Why small samples work
A common objection to small research studies is that they aren't statistically significant. Small samples can't tell you the exact answer. That objection misunderstands how product decisions work, and it overstates the value of additional data after the first few observations.
The Urn of Mystery
Imagine a warehouse of urns. Each urn contains a mix of red and green marbles. The percentage of each colour can range anywhere from 0 to 100, and all percentages are equally likely.
You play a game. We pick an urn at random. You state which colour you think is the majority. If you're right, you win £20. If you're wrong, you pay £10. The bet pays out at 2-to-1 odds, so on average you need to be right more than 33% of the time to come out ahead.
Without seeing any marbles, your odds of being right are 50%. Already a profitable bet.
Now you're allowed to draw one marble before guessing. If you see a red marble, you say "red is the majority." How often does that work? Out of all the urns where you'd draw red on your first pull, the majority colour really is red about 66% of the time. One marble takes your guess from 50% accuracy to 66%.

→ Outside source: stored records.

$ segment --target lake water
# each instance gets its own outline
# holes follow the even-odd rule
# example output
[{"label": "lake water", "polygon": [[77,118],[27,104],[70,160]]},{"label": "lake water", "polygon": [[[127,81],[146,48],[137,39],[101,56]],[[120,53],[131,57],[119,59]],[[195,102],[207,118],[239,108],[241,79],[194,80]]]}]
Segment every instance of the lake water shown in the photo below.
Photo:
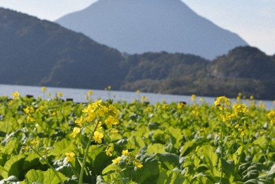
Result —
[{"label": "lake water", "polygon": [[[62,98],[64,100],[71,98],[73,99],[75,102],[87,102],[85,95],[87,94],[89,90],[89,89],[47,87],[46,93],[50,93],[52,96],[54,96],[58,93],[63,93],[63,96]],[[34,97],[37,97],[38,96],[43,97],[44,96],[44,93],[41,91],[41,87],[0,84],[0,96],[11,97],[12,93],[16,91],[19,91],[21,96],[25,96],[27,95],[33,95]],[[111,98],[115,101],[123,100],[131,102],[133,100],[140,100],[141,96],[144,95],[148,98],[148,101],[151,104],[161,102],[163,100],[165,100],[168,104],[172,102],[186,102],[187,104],[192,103],[190,96],[188,95],[164,95],[150,93],[140,93],[137,94],[135,92],[94,89],[92,89],[92,91],[94,94],[91,95],[91,98],[94,100],[108,100]],[[47,95],[45,95],[45,97],[48,97]],[[197,101],[199,102],[199,100],[201,97],[202,97],[197,96]],[[203,98],[206,102],[212,104],[215,97],[203,97]],[[231,99],[231,100],[232,102],[235,101],[234,99]],[[248,103],[247,101],[244,101],[244,102]],[[256,100],[256,103],[265,104],[267,109],[274,108],[273,101]]]}]

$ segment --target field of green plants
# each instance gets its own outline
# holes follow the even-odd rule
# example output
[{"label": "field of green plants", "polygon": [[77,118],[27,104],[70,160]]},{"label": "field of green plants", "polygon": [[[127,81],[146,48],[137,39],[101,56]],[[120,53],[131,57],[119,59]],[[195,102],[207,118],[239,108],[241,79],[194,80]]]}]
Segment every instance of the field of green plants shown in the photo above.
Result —
[{"label": "field of green plants", "polygon": [[0,183],[275,183],[274,108],[252,97],[74,103],[46,90],[0,97]]}]

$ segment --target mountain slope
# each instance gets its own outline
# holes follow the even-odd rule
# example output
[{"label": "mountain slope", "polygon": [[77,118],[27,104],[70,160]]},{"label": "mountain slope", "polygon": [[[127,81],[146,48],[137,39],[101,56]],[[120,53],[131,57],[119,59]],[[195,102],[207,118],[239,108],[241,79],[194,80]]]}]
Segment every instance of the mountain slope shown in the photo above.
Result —
[{"label": "mountain slope", "polygon": [[180,0],[99,0],[56,22],[129,54],[166,51],[213,59],[247,45]]},{"label": "mountain slope", "polygon": [[239,47],[211,62],[162,52],[130,56],[127,62],[132,65],[123,90],[275,99],[275,58],[255,47]]},{"label": "mountain slope", "polygon": [[[0,8],[0,83],[118,89],[122,54],[56,23]],[[120,71],[120,72],[118,72]]]}]

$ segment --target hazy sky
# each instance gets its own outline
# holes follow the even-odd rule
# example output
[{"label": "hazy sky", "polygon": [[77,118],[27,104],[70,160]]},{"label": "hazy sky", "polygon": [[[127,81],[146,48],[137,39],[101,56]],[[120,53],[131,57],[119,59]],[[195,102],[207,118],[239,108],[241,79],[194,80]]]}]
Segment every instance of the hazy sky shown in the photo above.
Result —
[{"label": "hazy sky", "polygon": [[[115,1],[115,0],[114,0]],[[275,0],[182,0],[198,14],[275,54]],[[0,6],[55,21],[97,0],[0,0]]]}]

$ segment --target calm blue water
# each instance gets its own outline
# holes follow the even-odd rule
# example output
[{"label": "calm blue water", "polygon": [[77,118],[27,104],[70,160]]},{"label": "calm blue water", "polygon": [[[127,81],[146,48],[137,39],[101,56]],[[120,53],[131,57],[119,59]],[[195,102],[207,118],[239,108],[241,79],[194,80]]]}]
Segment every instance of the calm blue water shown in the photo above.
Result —
[{"label": "calm blue water", "polygon": [[[21,96],[27,95],[33,95],[34,97],[41,96],[43,97],[44,93],[41,91],[41,87],[30,87],[30,86],[20,86],[20,85],[7,85],[0,84],[0,96],[12,96],[12,93],[15,91],[19,92]],[[128,102],[132,102],[133,100],[140,100],[141,96],[144,95],[148,98],[148,101],[152,104],[161,102],[163,100],[168,104],[172,102],[186,102],[188,104],[192,103],[190,96],[188,95],[164,95],[164,94],[155,94],[150,93],[140,93],[137,94],[135,92],[128,91],[104,91],[104,90],[94,90],[94,94],[91,98],[94,100],[102,99],[108,100],[110,98],[113,99],[115,101],[125,100]],[[69,88],[56,88],[56,87],[47,87],[46,93],[50,93],[52,97],[55,96],[58,93],[63,93],[63,99],[72,98],[75,102],[87,102],[85,95],[87,94],[89,89],[69,89]],[[45,95],[45,98],[49,97],[47,95]],[[199,102],[201,97],[197,96],[197,99]],[[204,101],[208,104],[212,104],[215,97],[204,97]],[[231,99],[234,102],[235,100]],[[248,103],[248,102],[244,102]],[[267,109],[274,108],[273,101],[267,100],[256,100],[256,103],[263,103],[265,104]]]}]

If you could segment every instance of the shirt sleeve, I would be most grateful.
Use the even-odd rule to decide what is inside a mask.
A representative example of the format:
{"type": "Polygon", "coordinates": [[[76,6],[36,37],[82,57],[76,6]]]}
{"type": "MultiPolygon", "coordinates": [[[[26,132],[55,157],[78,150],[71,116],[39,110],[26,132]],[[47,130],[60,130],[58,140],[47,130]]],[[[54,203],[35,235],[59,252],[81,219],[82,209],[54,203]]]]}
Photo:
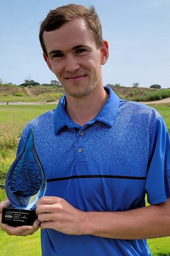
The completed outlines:
{"type": "Polygon", "coordinates": [[[164,202],[170,197],[170,140],[162,117],[152,132],[145,189],[150,204],[164,202]]]}

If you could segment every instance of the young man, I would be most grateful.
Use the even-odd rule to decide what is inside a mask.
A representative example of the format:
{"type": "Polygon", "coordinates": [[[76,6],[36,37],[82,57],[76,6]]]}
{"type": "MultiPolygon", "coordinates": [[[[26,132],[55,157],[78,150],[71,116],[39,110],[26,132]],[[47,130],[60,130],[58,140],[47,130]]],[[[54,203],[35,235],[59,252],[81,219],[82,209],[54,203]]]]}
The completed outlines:
{"type": "Polygon", "coordinates": [[[170,143],[162,117],[103,87],[108,44],[93,7],[51,11],[40,38],[65,95],[26,126],[17,154],[32,128],[47,190],[32,227],[2,230],[25,236],[40,226],[43,256],[150,255],[145,239],[170,236],[170,143]]]}

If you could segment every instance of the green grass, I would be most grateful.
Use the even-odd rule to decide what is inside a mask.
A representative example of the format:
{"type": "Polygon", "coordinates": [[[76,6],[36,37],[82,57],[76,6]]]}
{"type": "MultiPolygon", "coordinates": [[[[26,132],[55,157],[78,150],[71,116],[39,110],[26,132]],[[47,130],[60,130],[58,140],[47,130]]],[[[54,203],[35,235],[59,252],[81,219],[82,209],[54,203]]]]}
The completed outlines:
{"type": "Polygon", "coordinates": [[[150,105],[157,110],[164,117],[170,134],[170,104],[150,105]]]}
{"type": "Polygon", "coordinates": [[[0,123],[20,122],[26,124],[36,116],[56,108],[56,105],[8,105],[0,106],[0,123]]]}
{"type": "Polygon", "coordinates": [[[0,248],[3,256],[40,256],[40,230],[26,237],[9,236],[0,230],[0,248]]]}

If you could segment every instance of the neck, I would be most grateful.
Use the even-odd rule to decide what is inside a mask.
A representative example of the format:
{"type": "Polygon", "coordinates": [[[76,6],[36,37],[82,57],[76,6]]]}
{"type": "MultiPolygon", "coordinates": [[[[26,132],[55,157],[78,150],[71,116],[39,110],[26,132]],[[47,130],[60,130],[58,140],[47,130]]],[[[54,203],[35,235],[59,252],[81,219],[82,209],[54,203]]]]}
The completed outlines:
{"type": "Polygon", "coordinates": [[[74,98],[66,94],[66,111],[71,120],[82,126],[95,117],[102,109],[108,95],[102,87],[100,91],[81,98],[74,98]]]}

Drawing a second marble bumps your accuracy further, but the gain is much smaller than the gain from the first marble. The first observation is the most valuable one you make.
Diminishing marginal utility of information
This is the principle that the value of additional information drops off quickly as you accumulate more of it. The first interview, the first prototype test, the first cluster of support tickets you read carry most of the signal. The tenth interview adds far less than the first did.
Statistical significance is the point at which the signal is precise enough to publish. Most product decisions don't need that level of precision. They need enough signal to choose between two or three reasonable directions, and the first few observations get you there.
What this means for research budgets
Two practical implications:
- Run studies smaller and more often. Five interviews now beats twenty next quarter. By the time the twenty-interview study finishes, the team has already made the decisions it was meant to inform.
- Stop when the signal stops moving. If two or three consecutive interviews don't change your interpretation, additional data is no longer buying you much. Move on.
The exception is when you need statistical precision: pricing studies, conversion experiments, anything where a 5% difference matters and you'll act on the specific number. Most product research is not that.
What about confirmation bias?
Small samples are vulnerable to confirmation bias more than to statistical noise. You stop asking questions once you've heard what you wanted to hear. The mitigation is process:
- Recruit deliberately, not from the people most likely to say yes.
- Have multiple team members run interviews and compare notes afterwards.
- Note the times your assumption survived contact with a customer separately from the times it didn't.
These habits matter regardless of sample size. With a small-sample practice they matter more, because the cost of bias is hidden by the low cost of the work itself.